Une telle règle, si communément admise, prouve que nul n'a pu déterminer la justice universelle, celle qui se serait
imposée à tous les peuples avec l'évidence de la vérité.
Si une telle vérité existait, elle aurait soumis tous les peuples,
non par la contrainte qu'imposent les guerres, mais par la seule force de la reconnaissance « de la véritable équité ».
Celle-ci se serait imposée d'elle-même, enracinée (« plantée ») dans le coeur des hommes et dans leurs États, en tout
lieu et en tout temps.
Or, l'histoire nous montre une « relativité » des conceptions du juste et de l'injuste qui parle d'elle-même.
Ce qui est
juste ici est considéré comme blâmable là et réciproquement.
Ce qui est le bien en France (au-deçà des Pyrénées) est
une erreur ou un vice en Espagne (au-delà des Pyrénées).

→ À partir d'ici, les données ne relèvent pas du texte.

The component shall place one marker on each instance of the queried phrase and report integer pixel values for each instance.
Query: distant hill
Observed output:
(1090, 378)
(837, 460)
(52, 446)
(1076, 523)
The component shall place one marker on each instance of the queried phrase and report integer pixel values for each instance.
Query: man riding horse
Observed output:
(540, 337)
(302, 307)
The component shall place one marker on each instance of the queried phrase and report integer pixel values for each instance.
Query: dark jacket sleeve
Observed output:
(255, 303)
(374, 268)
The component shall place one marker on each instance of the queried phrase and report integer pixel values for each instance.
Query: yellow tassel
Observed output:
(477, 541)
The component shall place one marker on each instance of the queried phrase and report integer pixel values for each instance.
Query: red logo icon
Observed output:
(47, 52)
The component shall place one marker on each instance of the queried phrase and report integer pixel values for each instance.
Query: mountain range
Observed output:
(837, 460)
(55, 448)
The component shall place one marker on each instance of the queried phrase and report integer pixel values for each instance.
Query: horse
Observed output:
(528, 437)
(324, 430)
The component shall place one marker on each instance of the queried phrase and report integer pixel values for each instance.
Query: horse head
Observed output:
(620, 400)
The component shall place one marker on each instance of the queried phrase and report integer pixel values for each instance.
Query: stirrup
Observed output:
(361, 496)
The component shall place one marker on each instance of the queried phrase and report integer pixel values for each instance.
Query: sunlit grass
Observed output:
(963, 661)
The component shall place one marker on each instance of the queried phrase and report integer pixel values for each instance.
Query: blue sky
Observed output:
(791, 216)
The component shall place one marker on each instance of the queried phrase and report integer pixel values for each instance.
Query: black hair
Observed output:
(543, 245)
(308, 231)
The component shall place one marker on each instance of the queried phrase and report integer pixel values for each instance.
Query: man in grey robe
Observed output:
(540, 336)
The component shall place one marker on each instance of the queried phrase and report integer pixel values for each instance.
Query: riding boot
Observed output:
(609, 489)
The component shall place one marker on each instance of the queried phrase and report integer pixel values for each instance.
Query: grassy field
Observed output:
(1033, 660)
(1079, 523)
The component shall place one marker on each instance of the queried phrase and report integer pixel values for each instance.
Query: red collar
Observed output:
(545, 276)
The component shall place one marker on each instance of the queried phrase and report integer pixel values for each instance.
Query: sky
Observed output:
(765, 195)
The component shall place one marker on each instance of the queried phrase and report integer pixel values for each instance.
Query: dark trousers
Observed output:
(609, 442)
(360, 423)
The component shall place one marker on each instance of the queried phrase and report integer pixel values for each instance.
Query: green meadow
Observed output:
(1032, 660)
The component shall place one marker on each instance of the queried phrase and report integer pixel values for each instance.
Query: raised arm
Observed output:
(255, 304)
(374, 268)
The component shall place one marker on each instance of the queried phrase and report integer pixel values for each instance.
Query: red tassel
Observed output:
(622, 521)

Nous ne pouvons que nous moquer alors d'une justice qui «
change de qualité en changeant de climat », justice qui doit être davantage objet de plaisanterie (« plaisante justice
») que de respect.
Ce à quoi s'oppose cet extrait:
Pascal ne se contente pas ici de dénoncer l'incapacité de la raison à déterminer les principes de la justice authentique
et universelle.
Sur cette impuissance, nous dit-il, les hommes tirent des conclusions sur la nature de la justice, contre
lesquelles il s'oppose.
Les philosophes, en effet, au lieu de remettre en cause la relativité des conceptions du juste et
de l'injuste, ne trouvent rien de mieux que d'essayer de la légitimer, ajoutant encore plus à la confusion.
L'un, confondant la justice de Dieu et le pouvoir du souverain, affirmera que « l'essence de la justice est l'autorité du.